(Le Temps.ch 26/05/2010)
Boubacar Diarra, représentant spécial de l’Union africaine et chef de la mission de maintien de la paix en Somalie, assistait mardi à Genève au deuxième Forum africain de dialogue. Depuis vendredi dernier, les insurgés islamistes shebab sont repassés à l’offensive à Mogadiscio
A l’occasion de la journée mondiale de l’Afrique, la deuxième édition annuelle du Forum africain de dialogue s’est tenue mardi à Genève. Orchestrée par la représentation permanente de l’Union africaine (UA) auprès des Nations unies, elle avait pour thème La paix et la sécurité pour un développement durable en Afrique.
Les défis que le continent doit relever en la matière sont immenses: chaque année, a rappelé Fred Tanner le directeur du Centre de politique de sécurité à Genève (GCSP), les guerres qui le ravagent lui coûtent 18 milliards de dollars et amputent de 15% sa croissance. Plus que dans aucun autre pays, c’est en Somalie, théâtre d’une interminable guerre civile, que l’espoir de la paix apparaît le plus ténu. L’ONU s’est alarmé en mars du risque d’extension du conflit à la Corne de l’Afrique. L’Unicef y a pour sa part récemment déploré le recrutement d’enfants soldats.
Hasard cruel du calendrier, alors même que se tenait en fin de semaine passée à Istanbul une conférence des Nations unies sur l’avenir de la Somalie, les insurgés islamistes shebab repassaient à l’offensive dans la capitale Mogadiscio. Lundi, ils revendiquaient le contrôle du nord de la ville et assuraient que «la prochaine étape» serait la prise de la Villa Somalia, le palais qui héberge Cheikh Sharif Ahmed, le président du gouvernement fédéral de transition (GFT), soutenu par la communauté internationale.
Boubacar Diarra, représentant spécial de l’UA et chef la Force de maintien de la paix de l’UA en Somalie (Amisom), participait mardi au Forum africain de dialogue. Entretien.
Le Temps: Où est l’espoir pour la Somalie?
Boubacar Diarra: Malgré la volatilité de la sécurité, malgré les difficultés auxquelles l’Amisom est confrontée, nous sommes obligés d’entretenir l’espoir. Oui, la Somalie est confrontée à une crise qui perdure depuis vingt ans, mais des étapes importantes ont été franchies. La conférence de Djibouti en août 2008 a permis de tracer un cadre d’intervention en faveur de la paix. Cette conférence a débouché sur un gouvernement de transition et l’élection du président Cheikh Sharif. La dernière conférence de l’UA a été l’occasion de se réjouir de ce que ce gouvernement a fêté la première année de son maintien au pouvoir, ce qui atteste la volonté de la communauté internationale de renforcer ses assises. Ce gouvernement a aussi le mandat d’étendre le dialogue à l’ensemble des parties prenantes en Somalie. En mars dernier, un accord a été signé entre le GFT et le groupe modéré Ahlu Sunna Wal Jama qui contrôle la région centrale de la Somalie et permet donc au gouvernement de reprendre le contrôle sur cette partie. Ce groupe dispose d’un gouvernement et d’une administration qui vont être intégrés.

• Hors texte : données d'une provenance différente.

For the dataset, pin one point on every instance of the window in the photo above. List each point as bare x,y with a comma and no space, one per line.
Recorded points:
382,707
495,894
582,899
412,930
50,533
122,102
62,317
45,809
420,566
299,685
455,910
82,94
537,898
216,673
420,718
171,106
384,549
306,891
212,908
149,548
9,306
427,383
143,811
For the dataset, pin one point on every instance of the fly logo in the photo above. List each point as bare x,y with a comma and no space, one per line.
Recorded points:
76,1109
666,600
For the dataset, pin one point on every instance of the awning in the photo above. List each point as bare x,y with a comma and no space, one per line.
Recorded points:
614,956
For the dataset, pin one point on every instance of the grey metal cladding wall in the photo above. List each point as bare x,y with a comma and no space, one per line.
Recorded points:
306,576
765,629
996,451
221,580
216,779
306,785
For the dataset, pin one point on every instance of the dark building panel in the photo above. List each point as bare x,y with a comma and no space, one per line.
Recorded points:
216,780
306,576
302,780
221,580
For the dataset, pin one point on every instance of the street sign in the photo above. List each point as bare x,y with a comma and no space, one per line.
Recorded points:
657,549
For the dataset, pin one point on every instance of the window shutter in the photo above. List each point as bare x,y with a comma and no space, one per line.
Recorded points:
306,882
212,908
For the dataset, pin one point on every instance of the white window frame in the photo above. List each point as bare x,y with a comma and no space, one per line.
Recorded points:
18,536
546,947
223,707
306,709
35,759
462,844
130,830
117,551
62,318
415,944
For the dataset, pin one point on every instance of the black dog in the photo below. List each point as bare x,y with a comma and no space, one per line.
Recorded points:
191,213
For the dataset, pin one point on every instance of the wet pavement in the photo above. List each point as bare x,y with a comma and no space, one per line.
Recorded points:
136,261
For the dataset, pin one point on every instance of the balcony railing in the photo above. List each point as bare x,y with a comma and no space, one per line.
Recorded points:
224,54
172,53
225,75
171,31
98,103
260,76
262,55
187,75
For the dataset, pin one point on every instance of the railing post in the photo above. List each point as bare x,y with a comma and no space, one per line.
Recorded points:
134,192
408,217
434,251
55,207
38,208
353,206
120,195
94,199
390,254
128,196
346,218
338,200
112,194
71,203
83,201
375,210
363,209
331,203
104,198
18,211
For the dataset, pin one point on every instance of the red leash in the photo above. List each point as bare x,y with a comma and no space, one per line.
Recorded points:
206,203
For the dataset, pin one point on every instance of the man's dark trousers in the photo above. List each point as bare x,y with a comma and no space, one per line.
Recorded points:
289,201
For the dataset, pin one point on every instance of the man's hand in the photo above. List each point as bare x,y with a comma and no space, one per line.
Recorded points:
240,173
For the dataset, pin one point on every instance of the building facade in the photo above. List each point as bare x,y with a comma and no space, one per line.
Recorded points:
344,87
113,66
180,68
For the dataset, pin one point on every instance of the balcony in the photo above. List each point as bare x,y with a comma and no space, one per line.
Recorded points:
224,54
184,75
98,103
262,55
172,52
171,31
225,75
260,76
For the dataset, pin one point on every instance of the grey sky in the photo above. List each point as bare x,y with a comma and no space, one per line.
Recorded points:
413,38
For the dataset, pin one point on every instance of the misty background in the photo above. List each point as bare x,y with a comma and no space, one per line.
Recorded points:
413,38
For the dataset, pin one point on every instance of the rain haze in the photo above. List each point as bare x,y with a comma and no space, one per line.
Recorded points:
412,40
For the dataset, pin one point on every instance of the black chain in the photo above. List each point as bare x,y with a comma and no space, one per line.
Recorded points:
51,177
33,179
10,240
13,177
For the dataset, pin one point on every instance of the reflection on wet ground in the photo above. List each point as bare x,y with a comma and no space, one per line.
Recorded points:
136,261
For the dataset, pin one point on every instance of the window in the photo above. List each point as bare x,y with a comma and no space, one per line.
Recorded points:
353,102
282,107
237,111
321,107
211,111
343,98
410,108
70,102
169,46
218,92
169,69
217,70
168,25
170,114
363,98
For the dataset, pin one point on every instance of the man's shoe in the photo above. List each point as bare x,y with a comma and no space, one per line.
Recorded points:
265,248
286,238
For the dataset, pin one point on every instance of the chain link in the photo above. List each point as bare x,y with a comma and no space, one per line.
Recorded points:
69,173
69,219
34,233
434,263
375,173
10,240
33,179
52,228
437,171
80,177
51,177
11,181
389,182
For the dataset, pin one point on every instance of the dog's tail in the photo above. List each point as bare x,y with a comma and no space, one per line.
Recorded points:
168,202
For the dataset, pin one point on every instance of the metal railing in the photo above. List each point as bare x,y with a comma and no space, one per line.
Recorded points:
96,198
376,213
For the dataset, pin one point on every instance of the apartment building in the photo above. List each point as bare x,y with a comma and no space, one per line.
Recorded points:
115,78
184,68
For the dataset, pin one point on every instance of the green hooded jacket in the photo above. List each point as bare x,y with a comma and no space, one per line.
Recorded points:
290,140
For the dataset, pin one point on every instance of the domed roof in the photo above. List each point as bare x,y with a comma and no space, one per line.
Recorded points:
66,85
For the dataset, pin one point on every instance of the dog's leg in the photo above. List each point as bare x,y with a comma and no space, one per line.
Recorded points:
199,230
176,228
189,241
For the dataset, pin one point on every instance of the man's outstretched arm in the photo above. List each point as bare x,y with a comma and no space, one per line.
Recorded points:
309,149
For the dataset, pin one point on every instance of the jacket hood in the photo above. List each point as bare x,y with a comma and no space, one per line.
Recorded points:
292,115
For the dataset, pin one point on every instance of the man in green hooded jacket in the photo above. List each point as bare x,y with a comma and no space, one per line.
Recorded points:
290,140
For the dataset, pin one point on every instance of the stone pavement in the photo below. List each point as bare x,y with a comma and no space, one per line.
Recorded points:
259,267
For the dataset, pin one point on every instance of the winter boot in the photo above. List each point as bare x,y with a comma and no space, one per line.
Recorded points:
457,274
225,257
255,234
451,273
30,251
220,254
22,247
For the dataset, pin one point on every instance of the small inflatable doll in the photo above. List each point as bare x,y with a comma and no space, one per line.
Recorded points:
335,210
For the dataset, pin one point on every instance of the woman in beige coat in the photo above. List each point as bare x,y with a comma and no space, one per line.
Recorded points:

– On peut s’en réjouir. Mais les shebab sont repassés à l’offensive à Mogadiscio et menacent de prendre le palais présidentiel…
– C’est de la propagande. Le mandat de la force africaine est certes de favoriser le dialogue et la réconciliation, mais aussi d’assurer la protection des institutions étatiques.
– Ces hommes sont sur le pied
de guerre?
– Ils ne sont pas là-bas pour faire la guerre mais pour protéger les institutions. L’armée et les forces de sécurité somalienne défendront le territoire, et si nous sommes requis, l’Amisom interviendra en appui. Je ne suis pas déstabilisé par la propagande des shebab. Ce n’est pas la première fois qu’ils attaquent la Villa Somalia et chaque fois nos forces les ont repoussés.
– Quels sont les moyens de l’Amisom?
– Elle compte quatre bataillons ougandais et trois bataillons burundais, soit 6200 hommes.
– Est-ce suffisant?
– Non. Nous n’avons pas encore atteint l’objectif de 8000 hommes. C’est un appel que nous lançons aux pays africains et à la communauté internationale. Nous avons aussi besoins de capacités maritimes importantes pour protéger Kismayo, la deuxième ville du pays aujourd’hui entre les mains des shebab, et de support aérien.
– Redoutez-vous que le conflit contamine la région?
– La crainte est réelle. L’an passé, les shebab ont fait allégeance au terrorisme international et on constate depuis la venue importante de djihadistes internationaux en Somalie dont ils veulent faire leur tête de pont.